[feature request] Extend Istio dashboards to better measure process health

utako commented 5 years ago

I'm looking to add charts for Istio that track the following metrics so we can better assess project process health:

[x] Time it takes to triage an issue after it has been filed (assign someone)
[x] Time it takes to close an issue after it has been filed.
[x] Time it takes for the first comment on an issue (not the submitter)
[x] Time it takes between comments on an issue. (This is primarily used to track the rate of responses of P0 bugs)
[ ] Time it takes from an issue being fixed to an artifact being available for the customer which incorporates the fix (i.e. in a release).
[ ] Track how many issues are closed as fixed, duplicate, stale, or unknown.
[x] Time it takes to assign reviewers to a PR.
[x] Time it takes before the first human response to a PR being created.
[ ] The number of PRs experiencing a test flake (PRs with label: has-experienced-a-flake)
[ ] Time a PR is blocked waiting for feedback from the team.
[ ] Time a PR is blocked waiting for additional action from the submitter.
[ ] Reason why PR is closed (merged, stale, rejected)

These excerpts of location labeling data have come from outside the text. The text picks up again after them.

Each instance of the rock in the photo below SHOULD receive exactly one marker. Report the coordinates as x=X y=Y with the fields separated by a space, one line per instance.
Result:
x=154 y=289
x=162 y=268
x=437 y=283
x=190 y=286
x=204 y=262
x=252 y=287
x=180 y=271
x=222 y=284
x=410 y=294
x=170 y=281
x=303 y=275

Like I've said, I'm happy to help out and contribute with a working devstats deployment. Let me know what else I can provide to make this an easier process

lukaszgryglicki commented 5 years ago

cc @dankohn

lukaszgryglicki commented 5 years ago

Currently, the easiest way of deploying DevStats is by using Kubernetes and Helm. This example uses AWS EKS cluster, but we're working now on a bare metal Kubernetes deployment - it that case all you need would be a cluster made of at least 3 nodes, no matter what kind of nodes. if you want me to implement all those dashboards, I'll need detailed specs what exactly should every dashboard show.

lukaszgryglicki commented 5 years ago

This metric is already implemented:

Time it takes before the first human response to a PR being created. I'm starting working on the remaining ones, I'll be asking for clarifications/examples during the process. Now working on: Time it takes to triage an issue after it has been filed (assign someone).

lukaszgryglicki commented 5 years ago

So for the first metric - some issues are self-assigned by the author in the same second when they're created - my guess is that some users can do that and we would rather like to measure issues that are assigned later (probably by someone other or bot or any other process), so I would skip those auto-assigned issues when calculating time percentiles (I'll leave code to include that commented out so you can decide to restore this).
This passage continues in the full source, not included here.